New York, Summer 1947, an intense heat wave sets the scene for a revealing slice of street life from the multi-occupied brownstone tenement block.
A melting pot of families, with their conflicting outlooks and emotions pulls a punch which, by the end of the show, eventually hits home with the audience.
Birth, death, love, envy, spite, vengeance, kindness, hope, frustration, loss, eviction and more are all here in an overwhelming dose of life; an operatic heart in a musical theatre frame.
The staging was simple and effective with children chalking on the pavement. A dull and grey life hung out in the drying sheets and underwear as the words in one of the opening numbers seep through…..'greasy soapsuds drown our wishes'....

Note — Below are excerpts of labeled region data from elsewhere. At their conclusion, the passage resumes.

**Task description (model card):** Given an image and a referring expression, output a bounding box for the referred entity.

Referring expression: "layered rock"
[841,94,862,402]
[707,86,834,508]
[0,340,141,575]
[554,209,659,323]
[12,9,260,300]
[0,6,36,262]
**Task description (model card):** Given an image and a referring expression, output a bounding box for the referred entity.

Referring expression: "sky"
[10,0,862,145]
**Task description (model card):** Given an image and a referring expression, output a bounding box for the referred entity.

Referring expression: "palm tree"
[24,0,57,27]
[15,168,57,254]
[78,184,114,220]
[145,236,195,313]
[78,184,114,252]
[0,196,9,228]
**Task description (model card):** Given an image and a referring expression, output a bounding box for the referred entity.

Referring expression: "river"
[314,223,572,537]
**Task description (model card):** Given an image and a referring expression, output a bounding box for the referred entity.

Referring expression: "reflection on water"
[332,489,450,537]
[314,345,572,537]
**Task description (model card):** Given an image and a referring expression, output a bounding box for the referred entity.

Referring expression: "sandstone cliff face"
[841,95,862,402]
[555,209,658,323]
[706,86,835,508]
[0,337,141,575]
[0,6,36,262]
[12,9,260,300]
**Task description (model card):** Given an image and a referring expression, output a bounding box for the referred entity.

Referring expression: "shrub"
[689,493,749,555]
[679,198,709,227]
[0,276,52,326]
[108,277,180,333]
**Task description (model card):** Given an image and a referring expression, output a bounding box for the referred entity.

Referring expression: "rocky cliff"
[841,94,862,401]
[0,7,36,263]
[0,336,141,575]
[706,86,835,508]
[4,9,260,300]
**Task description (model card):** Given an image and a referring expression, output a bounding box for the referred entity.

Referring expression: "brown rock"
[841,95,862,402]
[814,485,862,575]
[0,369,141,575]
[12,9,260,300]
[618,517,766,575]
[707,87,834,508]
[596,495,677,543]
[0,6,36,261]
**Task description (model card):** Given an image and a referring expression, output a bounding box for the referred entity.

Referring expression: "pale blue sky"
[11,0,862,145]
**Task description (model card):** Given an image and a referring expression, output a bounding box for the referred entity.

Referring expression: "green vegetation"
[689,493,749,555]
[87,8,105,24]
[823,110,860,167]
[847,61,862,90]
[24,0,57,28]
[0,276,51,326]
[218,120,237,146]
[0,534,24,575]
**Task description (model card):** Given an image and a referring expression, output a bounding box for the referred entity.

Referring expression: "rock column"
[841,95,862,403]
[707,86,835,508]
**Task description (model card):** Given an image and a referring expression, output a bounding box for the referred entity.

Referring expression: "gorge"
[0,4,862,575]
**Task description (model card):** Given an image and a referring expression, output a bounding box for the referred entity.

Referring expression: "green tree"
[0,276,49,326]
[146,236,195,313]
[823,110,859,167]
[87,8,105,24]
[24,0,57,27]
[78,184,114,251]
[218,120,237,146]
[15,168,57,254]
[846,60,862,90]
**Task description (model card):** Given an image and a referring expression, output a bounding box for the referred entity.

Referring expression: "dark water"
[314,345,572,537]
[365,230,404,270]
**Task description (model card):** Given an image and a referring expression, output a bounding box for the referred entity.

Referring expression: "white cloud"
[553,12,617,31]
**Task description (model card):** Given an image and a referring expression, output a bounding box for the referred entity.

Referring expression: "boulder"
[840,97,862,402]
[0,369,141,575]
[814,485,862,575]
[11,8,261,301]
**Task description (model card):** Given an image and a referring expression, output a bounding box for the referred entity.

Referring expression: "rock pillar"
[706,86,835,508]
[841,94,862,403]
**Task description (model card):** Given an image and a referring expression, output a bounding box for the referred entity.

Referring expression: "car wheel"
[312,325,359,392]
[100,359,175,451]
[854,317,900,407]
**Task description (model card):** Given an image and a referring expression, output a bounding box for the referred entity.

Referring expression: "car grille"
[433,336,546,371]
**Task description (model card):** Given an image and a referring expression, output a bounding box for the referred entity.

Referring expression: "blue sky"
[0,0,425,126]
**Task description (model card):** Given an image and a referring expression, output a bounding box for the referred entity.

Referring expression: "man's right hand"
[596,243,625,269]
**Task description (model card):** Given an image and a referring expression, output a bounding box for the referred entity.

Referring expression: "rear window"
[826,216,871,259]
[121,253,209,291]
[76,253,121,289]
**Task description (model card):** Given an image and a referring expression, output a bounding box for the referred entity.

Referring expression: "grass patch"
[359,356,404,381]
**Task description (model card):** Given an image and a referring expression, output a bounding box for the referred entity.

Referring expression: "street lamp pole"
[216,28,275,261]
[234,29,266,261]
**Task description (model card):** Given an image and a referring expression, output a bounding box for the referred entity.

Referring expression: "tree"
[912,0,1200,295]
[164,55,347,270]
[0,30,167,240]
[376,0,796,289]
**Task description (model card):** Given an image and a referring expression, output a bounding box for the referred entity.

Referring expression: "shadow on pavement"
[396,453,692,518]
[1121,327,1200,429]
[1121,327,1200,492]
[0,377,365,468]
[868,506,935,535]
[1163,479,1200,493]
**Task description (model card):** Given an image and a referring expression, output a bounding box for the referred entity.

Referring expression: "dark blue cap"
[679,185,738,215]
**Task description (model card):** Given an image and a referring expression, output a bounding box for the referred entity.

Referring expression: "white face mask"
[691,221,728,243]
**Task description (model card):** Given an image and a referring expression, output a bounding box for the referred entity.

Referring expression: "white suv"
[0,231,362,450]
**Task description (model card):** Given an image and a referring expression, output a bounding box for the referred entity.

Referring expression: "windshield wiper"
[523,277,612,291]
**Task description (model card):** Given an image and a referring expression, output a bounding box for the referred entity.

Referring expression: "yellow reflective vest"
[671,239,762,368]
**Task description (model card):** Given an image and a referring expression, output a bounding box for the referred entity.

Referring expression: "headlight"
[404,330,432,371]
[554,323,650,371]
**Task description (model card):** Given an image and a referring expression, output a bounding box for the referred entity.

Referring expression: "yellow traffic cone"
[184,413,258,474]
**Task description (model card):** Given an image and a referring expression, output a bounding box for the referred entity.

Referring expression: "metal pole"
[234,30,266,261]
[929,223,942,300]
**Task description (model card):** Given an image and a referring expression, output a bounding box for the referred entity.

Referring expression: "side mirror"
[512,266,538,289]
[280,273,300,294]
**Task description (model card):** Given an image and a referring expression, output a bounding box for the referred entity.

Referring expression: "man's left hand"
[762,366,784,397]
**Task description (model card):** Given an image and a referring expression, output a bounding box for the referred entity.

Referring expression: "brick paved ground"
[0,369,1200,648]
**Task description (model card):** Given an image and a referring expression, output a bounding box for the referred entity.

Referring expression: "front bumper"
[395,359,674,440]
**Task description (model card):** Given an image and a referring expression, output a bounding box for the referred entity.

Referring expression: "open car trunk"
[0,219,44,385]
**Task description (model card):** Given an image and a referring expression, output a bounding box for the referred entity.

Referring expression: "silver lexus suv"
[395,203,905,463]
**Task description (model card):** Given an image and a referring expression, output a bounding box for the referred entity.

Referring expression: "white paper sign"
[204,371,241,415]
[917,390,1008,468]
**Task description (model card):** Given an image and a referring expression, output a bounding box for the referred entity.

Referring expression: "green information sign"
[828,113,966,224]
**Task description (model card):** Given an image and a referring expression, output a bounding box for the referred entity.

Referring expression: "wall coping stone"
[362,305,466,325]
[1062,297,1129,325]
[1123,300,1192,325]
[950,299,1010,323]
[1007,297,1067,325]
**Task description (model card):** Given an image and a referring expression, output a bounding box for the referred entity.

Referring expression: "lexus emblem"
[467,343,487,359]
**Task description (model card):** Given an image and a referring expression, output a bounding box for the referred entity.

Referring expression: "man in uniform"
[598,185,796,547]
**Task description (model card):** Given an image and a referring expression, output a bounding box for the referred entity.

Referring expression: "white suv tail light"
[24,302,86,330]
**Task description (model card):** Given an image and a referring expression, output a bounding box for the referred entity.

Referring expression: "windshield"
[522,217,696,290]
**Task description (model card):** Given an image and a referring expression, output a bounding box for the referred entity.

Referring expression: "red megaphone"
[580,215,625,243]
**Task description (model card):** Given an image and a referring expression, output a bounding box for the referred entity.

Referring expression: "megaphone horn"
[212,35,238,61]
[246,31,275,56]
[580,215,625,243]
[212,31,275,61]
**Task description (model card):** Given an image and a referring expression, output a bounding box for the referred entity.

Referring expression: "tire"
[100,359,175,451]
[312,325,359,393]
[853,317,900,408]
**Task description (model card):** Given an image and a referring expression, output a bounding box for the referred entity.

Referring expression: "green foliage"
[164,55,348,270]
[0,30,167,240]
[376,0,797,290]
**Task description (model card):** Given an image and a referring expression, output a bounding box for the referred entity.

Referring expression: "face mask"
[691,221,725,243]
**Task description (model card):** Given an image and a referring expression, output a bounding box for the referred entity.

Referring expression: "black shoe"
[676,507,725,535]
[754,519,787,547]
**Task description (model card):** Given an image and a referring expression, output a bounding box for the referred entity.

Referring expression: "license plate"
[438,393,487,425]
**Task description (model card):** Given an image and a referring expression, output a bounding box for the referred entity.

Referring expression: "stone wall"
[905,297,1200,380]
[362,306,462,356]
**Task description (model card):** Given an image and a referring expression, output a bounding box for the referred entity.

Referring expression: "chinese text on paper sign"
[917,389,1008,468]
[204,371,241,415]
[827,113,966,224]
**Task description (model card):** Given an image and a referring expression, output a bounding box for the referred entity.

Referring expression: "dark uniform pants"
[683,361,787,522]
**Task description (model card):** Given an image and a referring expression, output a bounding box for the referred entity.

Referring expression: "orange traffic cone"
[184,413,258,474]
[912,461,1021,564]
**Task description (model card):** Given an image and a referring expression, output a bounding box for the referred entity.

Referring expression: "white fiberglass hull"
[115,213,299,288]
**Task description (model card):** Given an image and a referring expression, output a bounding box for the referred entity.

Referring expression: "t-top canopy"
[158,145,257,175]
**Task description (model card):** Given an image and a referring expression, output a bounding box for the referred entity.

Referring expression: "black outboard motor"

Kate Nelson as Mae Jones ignited the first half with an exemplary song and dance routine and stood out in her portrayal of another two sympathetic characters on the block, Shirley Kaplan and Jennie Hildebrand.
The balance of sound and voice was a disappointment throughout the evening. One struggled at times to hear any words. The full orchestral music often seemed sufficient on its own to tell the interweaving stories of these struggling people. An exception was in the second half when Elena Ferrari playing Anna Murrant sang a moving, heartfelt song of loss.
Moments of the surreal appear with matching prams and nannies ogling the 'scene of the crime' and a group of identically clad and beribboned college girls giggle on their graduation day.
It is the black dress worn by pretty daughter Rose Murrant (played by Ruby Hughes) that signals the impending conclusion. The end of the evening spells out the despair of fear but points to possible hope. Rose leaves with the words that to survive …..
"We can't belong to one another…. we must belong to oneself..."
The audience is left with this powerful message and the chalk drawings still on the flagstones.
The Young Vic is renowned for innovative theatre programmes and the Street Scene tabloid is another example, do take home and read.